Always against the background of rural landscapes and with Icelandic folklore as its foundation, Friđriksdóttir’s tales contain narratives that beguile a viewer with elements of earth magic. Hay, mud, fire and water all play an integral part in her gritty narratives. Great toil infused with mysticism accent trojanesque quests.
Utilizing a wide range of media; from drawing to sculpture, and from photography to collaborative video and sound, Gabríela Friđriksdóttir creates stories that reflect a place where ritual and symbol, teeter on that hair’s breadth between dream and reality and speak with a deep language of desire; an ancient desire that has fueled the fury and power of gods and heroes for centuries, desire that draws one on a pilgrimage of longing. Within Friđriksdóttir’s imagery, the imbalance of emotions and their expulsion are also explored, attempting to secure stability in an unstable world.
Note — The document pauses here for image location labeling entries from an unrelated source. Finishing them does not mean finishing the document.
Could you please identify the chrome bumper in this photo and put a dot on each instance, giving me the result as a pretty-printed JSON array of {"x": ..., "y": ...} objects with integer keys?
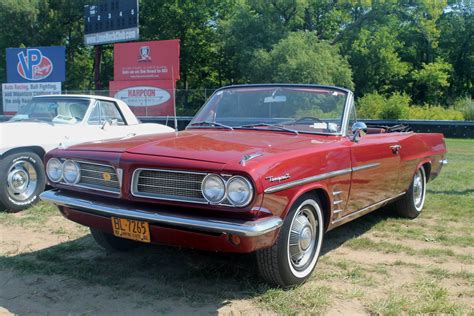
[{"x": 240, "y": 228}]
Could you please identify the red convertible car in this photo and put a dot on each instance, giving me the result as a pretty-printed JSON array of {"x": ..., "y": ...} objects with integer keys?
[{"x": 261, "y": 168}]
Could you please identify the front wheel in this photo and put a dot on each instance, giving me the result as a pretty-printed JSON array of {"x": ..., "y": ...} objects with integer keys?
[
  {"x": 22, "y": 179},
  {"x": 411, "y": 204},
  {"x": 291, "y": 260}
]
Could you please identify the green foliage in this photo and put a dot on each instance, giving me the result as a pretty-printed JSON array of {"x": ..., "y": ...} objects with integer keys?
[
  {"x": 431, "y": 80},
  {"x": 375, "y": 60},
  {"x": 398, "y": 106},
  {"x": 301, "y": 58},
  {"x": 434, "y": 113},
  {"x": 466, "y": 106}
]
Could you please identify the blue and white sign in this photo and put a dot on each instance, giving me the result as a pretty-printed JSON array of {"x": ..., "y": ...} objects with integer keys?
[{"x": 36, "y": 64}]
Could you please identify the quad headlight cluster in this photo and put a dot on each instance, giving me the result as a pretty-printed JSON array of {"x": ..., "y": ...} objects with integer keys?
[
  {"x": 237, "y": 189},
  {"x": 68, "y": 171}
]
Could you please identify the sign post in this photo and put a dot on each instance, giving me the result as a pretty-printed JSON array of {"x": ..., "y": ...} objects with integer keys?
[{"x": 110, "y": 21}]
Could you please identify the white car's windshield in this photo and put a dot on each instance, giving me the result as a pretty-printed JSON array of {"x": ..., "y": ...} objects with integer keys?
[
  {"x": 54, "y": 110},
  {"x": 305, "y": 109}
]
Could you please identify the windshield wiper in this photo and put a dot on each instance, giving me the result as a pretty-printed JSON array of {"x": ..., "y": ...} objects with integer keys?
[
  {"x": 213, "y": 124},
  {"x": 270, "y": 125}
]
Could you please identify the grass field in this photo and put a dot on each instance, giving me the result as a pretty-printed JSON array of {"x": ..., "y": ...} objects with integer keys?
[{"x": 376, "y": 264}]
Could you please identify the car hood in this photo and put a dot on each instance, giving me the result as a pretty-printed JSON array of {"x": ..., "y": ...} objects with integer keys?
[{"x": 220, "y": 146}]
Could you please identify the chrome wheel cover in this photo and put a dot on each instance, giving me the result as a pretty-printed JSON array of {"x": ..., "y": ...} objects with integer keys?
[
  {"x": 304, "y": 239},
  {"x": 21, "y": 180},
  {"x": 419, "y": 189}
]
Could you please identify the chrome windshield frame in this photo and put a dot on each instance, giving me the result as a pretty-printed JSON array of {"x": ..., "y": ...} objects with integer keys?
[{"x": 349, "y": 102}]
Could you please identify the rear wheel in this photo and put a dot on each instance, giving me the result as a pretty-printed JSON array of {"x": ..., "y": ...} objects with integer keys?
[
  {"x": 411, "y": 204},
  {"x": 112, "y": 243},
  {"x": 291, "y": 260},
  {"x": 22, "y": 179}
]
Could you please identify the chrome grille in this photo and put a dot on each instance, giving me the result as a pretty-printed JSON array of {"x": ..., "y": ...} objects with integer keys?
[
  {"x": 93, "y": 176},
  {"x": 168, "y": 185}
]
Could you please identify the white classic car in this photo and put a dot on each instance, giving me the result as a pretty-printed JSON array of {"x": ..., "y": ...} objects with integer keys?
[{"x": 51, "y": 121}]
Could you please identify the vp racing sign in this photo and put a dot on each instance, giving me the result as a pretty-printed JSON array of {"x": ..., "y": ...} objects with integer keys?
[{"x": 37, "y": 64}]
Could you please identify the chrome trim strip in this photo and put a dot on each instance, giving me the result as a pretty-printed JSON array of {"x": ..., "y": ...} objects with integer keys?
[
  {"x": 246, "y": 158},
  {"x": 366, "y": 210},
  {"x": 241, "y": 228},
  {"x": 319, "y": 177},
  {"x": 368, "y": 166}
]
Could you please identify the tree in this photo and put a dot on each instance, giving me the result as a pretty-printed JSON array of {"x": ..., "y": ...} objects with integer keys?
[
  {"x": 431, "y": 81},
  {"x": 301, "y": 58},
  {"x": 375, "y": 60}
]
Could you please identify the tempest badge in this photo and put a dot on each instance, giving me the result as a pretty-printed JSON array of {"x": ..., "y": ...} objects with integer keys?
[
  {"x": 278, "y": 179},
  {"x": 106, "y": 176}
]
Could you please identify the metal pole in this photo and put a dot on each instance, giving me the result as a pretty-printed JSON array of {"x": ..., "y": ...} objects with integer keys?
[{"x": 97, "y": 60}]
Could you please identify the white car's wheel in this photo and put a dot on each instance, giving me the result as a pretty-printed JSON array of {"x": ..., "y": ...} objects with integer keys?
[
  {"x": 292, "y": 259},
  {"x": 22, "y": 179}
]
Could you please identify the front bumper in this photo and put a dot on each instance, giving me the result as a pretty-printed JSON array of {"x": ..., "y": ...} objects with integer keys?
[{"x": 162, "y": 217}]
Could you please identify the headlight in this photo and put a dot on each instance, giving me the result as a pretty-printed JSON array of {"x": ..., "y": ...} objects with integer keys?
[
  {"x": 239, "y": 191},
  {"x": 213, "y": 188},
  {"x": 54, "y": 170},
  {"x": 71, "y": 173}
]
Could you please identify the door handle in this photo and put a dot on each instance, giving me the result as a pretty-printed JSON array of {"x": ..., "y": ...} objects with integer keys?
[{"x": 395, "y": 149}]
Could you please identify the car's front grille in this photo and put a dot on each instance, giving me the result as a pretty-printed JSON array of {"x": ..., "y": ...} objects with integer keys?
[
  {"x": 98, "y": 177},
  {"x": 168, "y": 185}
]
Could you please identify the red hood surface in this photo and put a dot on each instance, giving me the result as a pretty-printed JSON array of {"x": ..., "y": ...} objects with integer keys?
[{"x": 220, "y": 146}]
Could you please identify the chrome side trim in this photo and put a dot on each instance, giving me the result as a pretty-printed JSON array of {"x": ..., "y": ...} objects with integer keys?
[
  {"x": 368, "y": 166},
  {"x": 241, "y": 228},
  {"x": 246, "y": 158},
  {"x": 366, "y": 210},
  {"x": 319, "y": 177}
]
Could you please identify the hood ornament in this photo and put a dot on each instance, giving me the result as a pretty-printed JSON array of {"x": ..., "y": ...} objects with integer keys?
[{"x": 248, "y": 157}]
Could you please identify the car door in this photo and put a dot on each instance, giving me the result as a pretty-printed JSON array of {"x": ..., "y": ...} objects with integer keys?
[{"x": 375, "y": 162}]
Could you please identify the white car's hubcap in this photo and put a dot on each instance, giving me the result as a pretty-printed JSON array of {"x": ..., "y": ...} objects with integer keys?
[{"x": 21, "y": 180}]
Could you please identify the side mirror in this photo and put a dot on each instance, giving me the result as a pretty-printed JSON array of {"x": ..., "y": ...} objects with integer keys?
[{"x": 357, "y": 129}]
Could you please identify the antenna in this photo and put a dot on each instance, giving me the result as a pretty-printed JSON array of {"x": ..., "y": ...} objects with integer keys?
[{"x": 174, "y": 99}]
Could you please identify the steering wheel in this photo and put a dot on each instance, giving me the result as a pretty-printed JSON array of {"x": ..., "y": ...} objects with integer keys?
[{"x": 306, "y": 118}]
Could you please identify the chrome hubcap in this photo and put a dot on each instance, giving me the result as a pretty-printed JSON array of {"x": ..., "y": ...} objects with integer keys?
[
  {"x": 418, "y": 189},
  {"x": 302, "y": 238},
  {"x": 21, "y": 180}
]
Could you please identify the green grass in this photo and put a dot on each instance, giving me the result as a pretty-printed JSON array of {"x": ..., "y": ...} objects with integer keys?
[{"x": 444, "y": 233}]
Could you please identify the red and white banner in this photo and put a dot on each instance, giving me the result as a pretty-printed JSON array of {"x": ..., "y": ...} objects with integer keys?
[
  {"x": 145, "y": 76},
  {"x": 147, "y": 97},
  {"x": 155, "y": 60}
]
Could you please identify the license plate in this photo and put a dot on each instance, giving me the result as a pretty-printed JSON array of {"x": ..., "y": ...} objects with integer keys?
[{"x": 131, "y": 229}]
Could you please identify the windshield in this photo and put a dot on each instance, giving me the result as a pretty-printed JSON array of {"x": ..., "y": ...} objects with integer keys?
[
  {"x": 297, "y": 109},
  {"x": 62, "y": 111}
]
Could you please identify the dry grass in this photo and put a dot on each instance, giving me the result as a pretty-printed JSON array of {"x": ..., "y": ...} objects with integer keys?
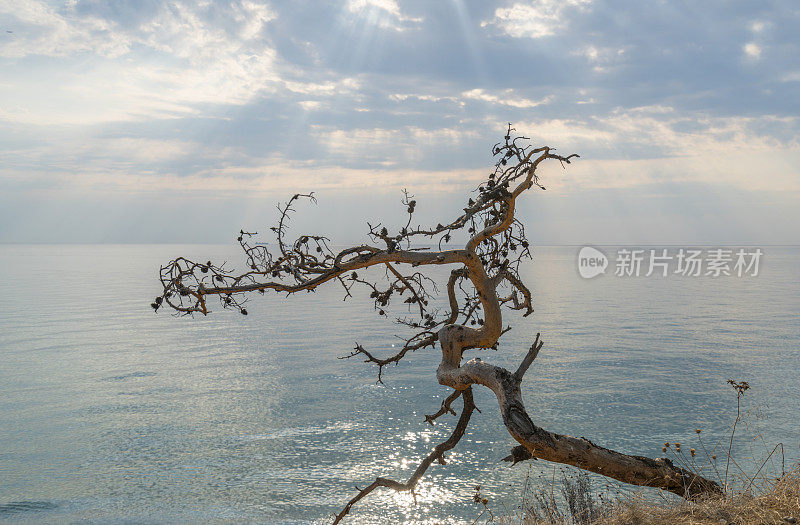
[{"x": 779, "y": 504}]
Audiences who experience Gabríela Friđriksdóttir’s installations are given the rare invitation to encounter a complete environment of illusion far beyond the flat two-dimensions of a white wall gallery space. Sound mixes with exotic imagery: masked figures, animals and characters in rustic costumes contribute to the viewer’s experience as explorers on an esoteric journey. Her imagery plucks and teases at the very fibres of desire, which has always been the grist of ancient myth. Like Pandora’s box, they hold a deep mystery which unlocks secrets from furthest reaches of the unconscious.
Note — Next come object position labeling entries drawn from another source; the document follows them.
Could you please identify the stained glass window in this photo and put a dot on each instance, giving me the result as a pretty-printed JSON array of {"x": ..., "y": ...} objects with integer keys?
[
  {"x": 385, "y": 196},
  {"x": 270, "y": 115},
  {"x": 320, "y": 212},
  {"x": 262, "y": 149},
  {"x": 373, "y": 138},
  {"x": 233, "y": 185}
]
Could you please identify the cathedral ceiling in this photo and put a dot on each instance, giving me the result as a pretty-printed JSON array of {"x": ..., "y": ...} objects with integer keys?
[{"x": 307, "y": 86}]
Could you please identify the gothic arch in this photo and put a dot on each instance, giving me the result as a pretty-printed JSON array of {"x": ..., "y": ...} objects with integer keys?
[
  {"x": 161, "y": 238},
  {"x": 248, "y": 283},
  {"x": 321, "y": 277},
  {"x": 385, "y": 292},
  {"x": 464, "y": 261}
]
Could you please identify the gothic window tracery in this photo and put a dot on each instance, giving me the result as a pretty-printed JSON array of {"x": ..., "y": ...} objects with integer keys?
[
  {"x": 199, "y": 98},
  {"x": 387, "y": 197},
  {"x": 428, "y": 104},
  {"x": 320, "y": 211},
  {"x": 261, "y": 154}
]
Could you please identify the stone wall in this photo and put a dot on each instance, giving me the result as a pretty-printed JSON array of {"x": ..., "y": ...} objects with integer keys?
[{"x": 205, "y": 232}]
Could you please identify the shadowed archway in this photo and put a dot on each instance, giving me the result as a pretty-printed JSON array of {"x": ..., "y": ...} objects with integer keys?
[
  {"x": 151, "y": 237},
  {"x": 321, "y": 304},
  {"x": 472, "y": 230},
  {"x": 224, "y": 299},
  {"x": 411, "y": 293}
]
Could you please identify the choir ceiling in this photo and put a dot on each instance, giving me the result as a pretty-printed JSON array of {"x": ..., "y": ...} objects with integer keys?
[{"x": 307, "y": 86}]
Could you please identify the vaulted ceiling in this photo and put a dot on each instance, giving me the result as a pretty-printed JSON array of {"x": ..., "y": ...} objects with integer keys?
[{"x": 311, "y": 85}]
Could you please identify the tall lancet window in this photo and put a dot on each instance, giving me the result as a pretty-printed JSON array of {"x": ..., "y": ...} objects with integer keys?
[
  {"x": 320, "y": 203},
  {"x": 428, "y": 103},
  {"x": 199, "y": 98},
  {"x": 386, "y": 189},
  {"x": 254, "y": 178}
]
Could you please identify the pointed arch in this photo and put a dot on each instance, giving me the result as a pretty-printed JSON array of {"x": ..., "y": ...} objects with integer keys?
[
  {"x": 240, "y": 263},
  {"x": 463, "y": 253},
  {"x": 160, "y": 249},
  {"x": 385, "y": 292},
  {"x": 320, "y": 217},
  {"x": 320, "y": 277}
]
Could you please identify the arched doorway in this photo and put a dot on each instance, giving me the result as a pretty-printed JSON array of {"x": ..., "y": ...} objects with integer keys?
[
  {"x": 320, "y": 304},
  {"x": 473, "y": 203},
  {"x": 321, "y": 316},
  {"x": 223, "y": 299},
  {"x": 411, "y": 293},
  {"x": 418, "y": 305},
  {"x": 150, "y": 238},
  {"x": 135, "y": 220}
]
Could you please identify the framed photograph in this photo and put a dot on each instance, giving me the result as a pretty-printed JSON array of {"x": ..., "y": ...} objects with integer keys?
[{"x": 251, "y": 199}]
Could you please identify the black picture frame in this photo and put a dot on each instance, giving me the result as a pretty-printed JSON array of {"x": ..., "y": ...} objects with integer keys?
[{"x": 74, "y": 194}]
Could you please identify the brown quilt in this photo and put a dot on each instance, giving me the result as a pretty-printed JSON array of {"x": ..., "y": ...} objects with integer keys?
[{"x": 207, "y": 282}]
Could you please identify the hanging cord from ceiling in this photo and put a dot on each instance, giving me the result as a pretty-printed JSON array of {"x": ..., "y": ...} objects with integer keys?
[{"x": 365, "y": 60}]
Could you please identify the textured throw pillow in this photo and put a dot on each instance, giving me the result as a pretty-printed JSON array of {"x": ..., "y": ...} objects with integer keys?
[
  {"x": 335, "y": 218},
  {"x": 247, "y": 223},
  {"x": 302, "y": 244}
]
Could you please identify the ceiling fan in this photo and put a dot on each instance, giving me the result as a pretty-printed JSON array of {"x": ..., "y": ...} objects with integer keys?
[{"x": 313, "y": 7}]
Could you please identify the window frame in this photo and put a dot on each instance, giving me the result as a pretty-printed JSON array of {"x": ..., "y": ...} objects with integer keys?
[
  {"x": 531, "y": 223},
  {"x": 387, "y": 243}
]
In her polyphonic installation, Versations Tetralógia, which was chosen to represent Iceland in La Biennale di Venezia in 2005 she omitted the prefix con- from conversations in the title, to help illustrate her attempts at communication using a vocabulary of images and sound. In this piece as in her other works, Friđriksdóttir uses storytelling and imagery to get beyond spoken words in order to explore perceptions, urges, feelings and desires. Working collectively with musicians and artists in Versations Tetralógia, Friđriksdóttir creates an atmosphere where disorder and chaos are contemplated within a range of media while observing confusions and tensions within the basic fabric of these different media.
Gabríela Friđriksdóttir‘s worlds illustrate a creative and intellectual climate which she describes as Icelandic thinking, “…they swing from one opinion to another and detest a dead calm. A draught blows through the Icelandic mind. Like the young rock on which the Icelanders live, their thinking is similar: young, raw and insubstantial – unlike the solid marble of the Continent.” Within the mixing of imagery, media, symbol and ritual Gabríela Friđriksdóttir makes an artistic environment that is a whirlpool of the contemporary and ancient, pulling and dragging at the subconscious with powerful results.